A-T-G Louvers: a novel geometry and material driven spatial syntax for flexible structures

Abstract

The urgency of the climate crisis has led to a critical re-evaluation of architectural construction practices. We propose integrating social and environmental aspects into sustainable architectural design, emphasizing resource efficiency by lightweight structures. Elastic grid structures that use flexible, linear elements to span spaces are typically lightweight and optimized for material efficiency, often resulting in repetitive patterns. Similar to elastic grid structures, in nature Weaverbirds bend and twist long, flexible strips to arrange the pattern of their nest structure based on their comfort in their surrounding environment. We explore possibilities aimed at balancing material resources with architectural, structural, and environmental considerations in the design of elastic grid structures. Inspired by Weaverbirds, this paper presents the design, simulation, generation and evaluation of a spatial grid structure with a bespoke combination of strip patterns to control glare, addressing a social aspect of sustainability. The realized structure presents the Asymptotic-Twist-Geodesic (A-T-G) Louvers as an alternative to conventional blinds for office and computer workspaces. The A-T-G Louvers combine two common strip pattern types: geodesic, where the profile is tangential to the surface, and asymptotic, where the profile is orthogonal to the surface, to achieve a more none-repetitive design.

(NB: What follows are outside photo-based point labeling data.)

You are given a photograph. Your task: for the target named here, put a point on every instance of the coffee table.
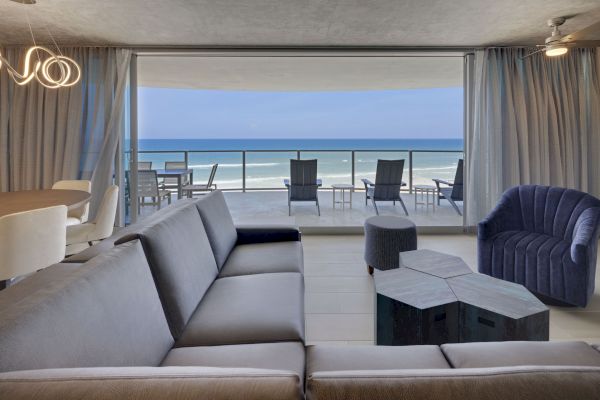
(435, 298)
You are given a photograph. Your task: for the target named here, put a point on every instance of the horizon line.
(332, 138)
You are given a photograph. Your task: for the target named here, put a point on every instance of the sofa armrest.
(585, 236)
(150, 383)
(267, 233)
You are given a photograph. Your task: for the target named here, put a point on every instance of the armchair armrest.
(267, 234)
(585, 236)
(501, 218)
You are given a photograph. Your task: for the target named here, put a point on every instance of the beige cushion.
(248, 309)
(263, 258)
(504, 354)
(347, 358)
(511, 383)
(141, 383)
(285, 356)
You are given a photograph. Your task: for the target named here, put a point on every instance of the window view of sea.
(267, 160)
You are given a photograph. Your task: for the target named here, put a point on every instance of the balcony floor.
(271, 207)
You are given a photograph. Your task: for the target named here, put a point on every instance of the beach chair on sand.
(388, 181)
(303, 184)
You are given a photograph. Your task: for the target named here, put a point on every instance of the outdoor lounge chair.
(208, 187)
(148, 187)
(453, 191)
(303, 184)
(388, 181)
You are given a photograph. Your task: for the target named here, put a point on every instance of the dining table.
(179, 174)
(27, 200)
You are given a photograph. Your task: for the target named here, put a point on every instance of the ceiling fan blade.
(592, 32)
(584, 43)
(532, 53)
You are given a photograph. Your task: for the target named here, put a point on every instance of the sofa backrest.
(108, 243)
(181, 261)
(103, 313)
(549, 210)
(218, 224)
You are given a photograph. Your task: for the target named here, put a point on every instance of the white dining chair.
(78, 215)
(31, 240)
(82, 236)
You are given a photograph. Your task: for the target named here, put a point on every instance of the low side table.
(343, 187)
(425, 190)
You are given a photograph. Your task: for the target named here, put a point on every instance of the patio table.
(176, 173)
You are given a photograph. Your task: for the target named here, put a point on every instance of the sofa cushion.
(145, 383)
(218, 224)
(518, 383)
(505, 354)
(284, 356)
(248, 309)
(103, 313)
(349, 358)
(181, 261)
(263, 258)
(108, 243)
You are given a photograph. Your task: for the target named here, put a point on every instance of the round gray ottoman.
(385, 238)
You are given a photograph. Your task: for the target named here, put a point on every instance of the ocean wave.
(208, 166)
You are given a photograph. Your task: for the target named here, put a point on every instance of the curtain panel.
(534, 120)
(68, 133)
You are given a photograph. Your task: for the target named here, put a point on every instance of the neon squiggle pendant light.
(55, 71)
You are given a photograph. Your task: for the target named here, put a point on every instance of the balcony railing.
(335, 166)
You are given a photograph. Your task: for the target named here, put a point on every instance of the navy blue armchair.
(544, 238)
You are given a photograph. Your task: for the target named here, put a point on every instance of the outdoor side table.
(342, 187)
(424, 191)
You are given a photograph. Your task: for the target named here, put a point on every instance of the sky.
(228, 114)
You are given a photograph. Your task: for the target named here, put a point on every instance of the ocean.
(268, 169)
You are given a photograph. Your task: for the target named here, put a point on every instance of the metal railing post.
(410, 171)
(186, 158)
(244, 171)
(353, 167)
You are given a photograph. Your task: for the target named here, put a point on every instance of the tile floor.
(339, 297)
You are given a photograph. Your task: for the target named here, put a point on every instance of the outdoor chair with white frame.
(148, 187)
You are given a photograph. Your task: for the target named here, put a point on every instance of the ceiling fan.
(558, 44)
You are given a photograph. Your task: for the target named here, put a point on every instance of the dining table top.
(27, 200)
(173, 172)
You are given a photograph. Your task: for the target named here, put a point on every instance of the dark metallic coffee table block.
(435, 298)
(414, 308)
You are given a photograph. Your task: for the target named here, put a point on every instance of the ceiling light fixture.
(554, 50)
(51, 70)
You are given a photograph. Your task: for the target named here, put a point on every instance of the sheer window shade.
(534, 120)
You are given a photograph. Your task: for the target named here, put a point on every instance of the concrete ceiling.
(300, 74)
(292, 22)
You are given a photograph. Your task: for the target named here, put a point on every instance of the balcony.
(253, 184)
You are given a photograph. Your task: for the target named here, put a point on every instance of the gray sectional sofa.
(188, 306)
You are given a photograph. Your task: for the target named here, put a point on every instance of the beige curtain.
(534, 120)
(67, 133)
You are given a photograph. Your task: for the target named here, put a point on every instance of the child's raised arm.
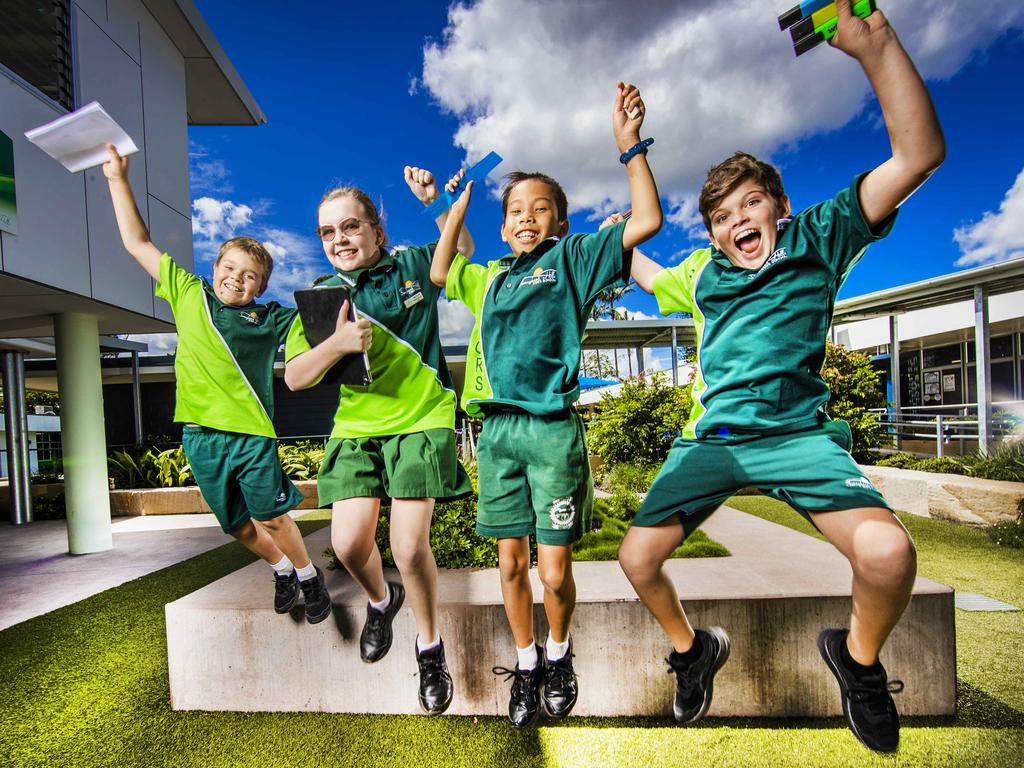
(642, 267)
(133, 232)
(445, 250)
(914, 133)
(349, 336)
(421, 183)
(646, 218)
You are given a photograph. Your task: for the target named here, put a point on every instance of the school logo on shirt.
(411, 293)
(540, 275)
(562, 513)
(780, 254)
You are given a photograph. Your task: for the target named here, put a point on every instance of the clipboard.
(318, 309)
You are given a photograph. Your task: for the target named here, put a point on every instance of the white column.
(982, 367)
(80, 384)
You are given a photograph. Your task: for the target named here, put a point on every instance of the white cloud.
(218, 219)
(716, 77)
(998, 236)
(455, 322)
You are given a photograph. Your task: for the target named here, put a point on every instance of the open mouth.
(748, 241)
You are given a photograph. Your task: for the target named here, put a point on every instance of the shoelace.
(518, 677)
(560, 674)
(687, 680)
(432, 667)
(876, 698)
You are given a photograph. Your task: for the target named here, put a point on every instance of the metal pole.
(675, 357)
(894, 374)
(18, 469)
(136, 397)
(983, 369)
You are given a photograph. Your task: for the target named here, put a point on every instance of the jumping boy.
(224, 394)
(762, 298)
(521, 377)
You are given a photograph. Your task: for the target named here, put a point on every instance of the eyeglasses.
(348, 227)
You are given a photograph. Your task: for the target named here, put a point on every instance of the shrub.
(301, 460)
(631, 477)
(638, 425)
(899, 461)
(946, 464)
(855, 388)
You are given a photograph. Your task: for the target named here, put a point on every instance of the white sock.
(554, 650)
(421, 646)
(284, 567)
(382, 605)
(527, 657)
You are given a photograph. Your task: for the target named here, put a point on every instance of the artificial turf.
(86, 685)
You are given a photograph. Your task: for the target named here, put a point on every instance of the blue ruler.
(477, 173)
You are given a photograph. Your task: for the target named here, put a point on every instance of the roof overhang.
(215, 93)
(1005, 276)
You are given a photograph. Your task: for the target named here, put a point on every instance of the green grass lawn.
(86, 685)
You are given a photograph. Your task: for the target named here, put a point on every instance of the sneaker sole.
(398, 600)
(833, 664)
(439, 711)
(724, 646)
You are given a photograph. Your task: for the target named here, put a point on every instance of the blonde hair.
(363, 199)
(255, 249)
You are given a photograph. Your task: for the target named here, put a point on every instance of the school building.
(66, 283)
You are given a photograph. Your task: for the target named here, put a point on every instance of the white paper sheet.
(78, 140)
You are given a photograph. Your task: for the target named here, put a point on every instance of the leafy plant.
(638, 424)
(855, 388)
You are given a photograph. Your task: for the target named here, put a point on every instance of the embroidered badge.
(562, 513)
(539, 276)
(411, 293)
(773, 259)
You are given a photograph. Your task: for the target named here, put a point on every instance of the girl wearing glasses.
(393, 438)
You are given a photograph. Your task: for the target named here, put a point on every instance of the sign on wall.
(8, 209)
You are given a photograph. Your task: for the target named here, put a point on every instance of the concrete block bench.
(227, 650)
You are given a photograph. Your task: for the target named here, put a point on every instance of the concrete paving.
(38, 576)
(227, 649)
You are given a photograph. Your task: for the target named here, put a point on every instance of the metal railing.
(947, 425)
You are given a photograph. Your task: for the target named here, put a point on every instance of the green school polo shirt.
(530, 316)
(761, 334)
(411, 388)
(223, 366)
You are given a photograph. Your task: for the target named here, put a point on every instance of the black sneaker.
(316, 597)
(286, 592)
(524, 704)
(376, 638)
(867, 704)
(435, 682)
(560, 689)
(695, 681)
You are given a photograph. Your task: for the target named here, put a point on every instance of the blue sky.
(354, 91)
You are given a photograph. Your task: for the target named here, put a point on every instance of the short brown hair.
(255, 249)
(517, 177)
(728, 174)
(363, 199)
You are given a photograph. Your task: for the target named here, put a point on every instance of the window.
(35, 44)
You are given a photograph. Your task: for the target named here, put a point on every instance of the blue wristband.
(637, 148)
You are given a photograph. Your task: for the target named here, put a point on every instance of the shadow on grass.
(975, 710)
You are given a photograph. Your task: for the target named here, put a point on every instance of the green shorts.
(811, 470)
(239, 474)
(535, 477)
(421, 465)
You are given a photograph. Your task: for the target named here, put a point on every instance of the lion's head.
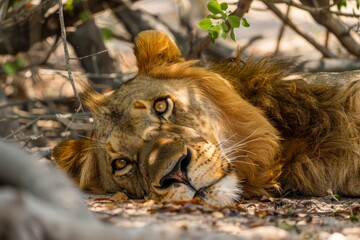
(175, 132)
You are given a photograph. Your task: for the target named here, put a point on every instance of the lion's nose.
(178, 174)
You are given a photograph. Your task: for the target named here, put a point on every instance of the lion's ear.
(91, 99)
(154, 48)
(77, 160)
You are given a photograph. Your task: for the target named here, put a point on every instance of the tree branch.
(308, 38)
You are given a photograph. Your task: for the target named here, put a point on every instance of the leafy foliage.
(221, 21)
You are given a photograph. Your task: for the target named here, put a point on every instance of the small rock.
(217, 214)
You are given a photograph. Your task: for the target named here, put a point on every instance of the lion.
(221, 132)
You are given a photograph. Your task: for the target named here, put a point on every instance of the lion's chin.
(223, 193)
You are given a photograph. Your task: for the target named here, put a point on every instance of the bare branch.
(66, 52)
(308, 38)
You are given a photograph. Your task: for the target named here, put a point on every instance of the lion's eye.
(163, 106)
(119, 163)
(121, 166)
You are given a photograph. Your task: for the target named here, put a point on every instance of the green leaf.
(244, 22)
(222, 34)
(205, 24)
(234, 21)
(214, 7)
(85, 15)
(224, 6)
(213, 16)
(232, 35)
(224, 26)
(340, 4)
(107, 34)
(214, 33)
(69, 6)
(354, 218)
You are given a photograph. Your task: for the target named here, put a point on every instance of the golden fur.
(243, 130)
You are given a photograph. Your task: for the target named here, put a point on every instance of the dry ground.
(281, 218)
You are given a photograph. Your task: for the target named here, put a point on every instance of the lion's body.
(234, 129)
(318, 124)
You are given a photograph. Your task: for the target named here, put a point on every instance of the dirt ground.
(281, 218)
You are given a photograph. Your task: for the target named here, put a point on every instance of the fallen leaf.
(119, 197)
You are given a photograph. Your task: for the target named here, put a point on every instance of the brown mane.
(290, 134)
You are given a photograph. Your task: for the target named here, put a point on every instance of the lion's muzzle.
(166, 161)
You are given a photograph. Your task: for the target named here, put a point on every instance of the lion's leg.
(352, 103)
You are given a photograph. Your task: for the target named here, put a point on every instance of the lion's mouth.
(179, 173)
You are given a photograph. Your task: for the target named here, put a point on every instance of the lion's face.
(170, 134)
(164, 144)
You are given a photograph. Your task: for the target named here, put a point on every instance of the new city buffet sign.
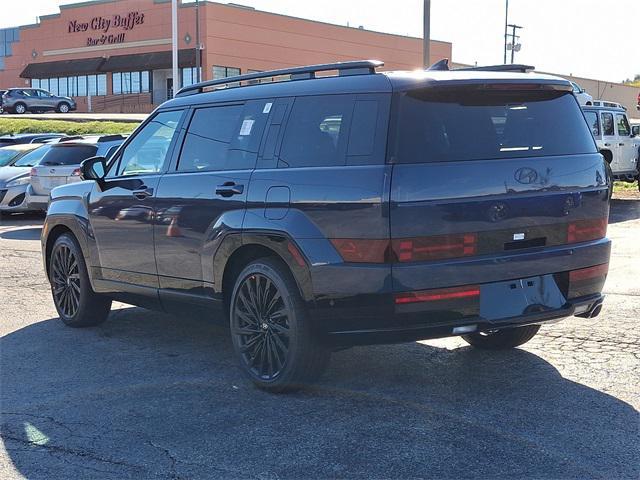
(107, 30)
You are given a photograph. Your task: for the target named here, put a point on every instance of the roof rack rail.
(358, 67)
(514, 67)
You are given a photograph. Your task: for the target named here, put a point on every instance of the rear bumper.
(587, 307)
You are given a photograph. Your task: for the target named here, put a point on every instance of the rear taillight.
(435, 248)
(362, 250)
(585, 230)
(455, 293)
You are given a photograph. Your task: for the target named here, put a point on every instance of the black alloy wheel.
(65, 278)
(261, 325)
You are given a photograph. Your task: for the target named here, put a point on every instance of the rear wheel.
(502, 339)
(76, 302)
(271, 332)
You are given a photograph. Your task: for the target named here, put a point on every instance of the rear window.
(61, 154)
(458, 125)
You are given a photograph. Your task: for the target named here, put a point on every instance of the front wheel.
(76, 302)
(502, 339)
(273, 338)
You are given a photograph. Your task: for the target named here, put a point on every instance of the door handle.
(228, 189)
(142, 193)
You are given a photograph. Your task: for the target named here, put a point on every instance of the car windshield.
(32, 158)
(8, 155)
(61, 154)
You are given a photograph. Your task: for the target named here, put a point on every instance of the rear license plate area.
(513, 298)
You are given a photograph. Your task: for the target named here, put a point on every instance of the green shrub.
(26, 125)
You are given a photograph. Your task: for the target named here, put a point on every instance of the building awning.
(62, 68)
(115, 63)
(148, 61)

To ensure a smooth transition between these two patterns types, the continuous strip profile twists by 90° along its longitudinal direction. Results show an environmentally friendly, low waste lightweight structure that significantly improves indoor comfort, specifically glare. The realized A-T-G Louvers signal a reemergence of flexible grid structures with increased design freedom for sustainable lightweight architecture.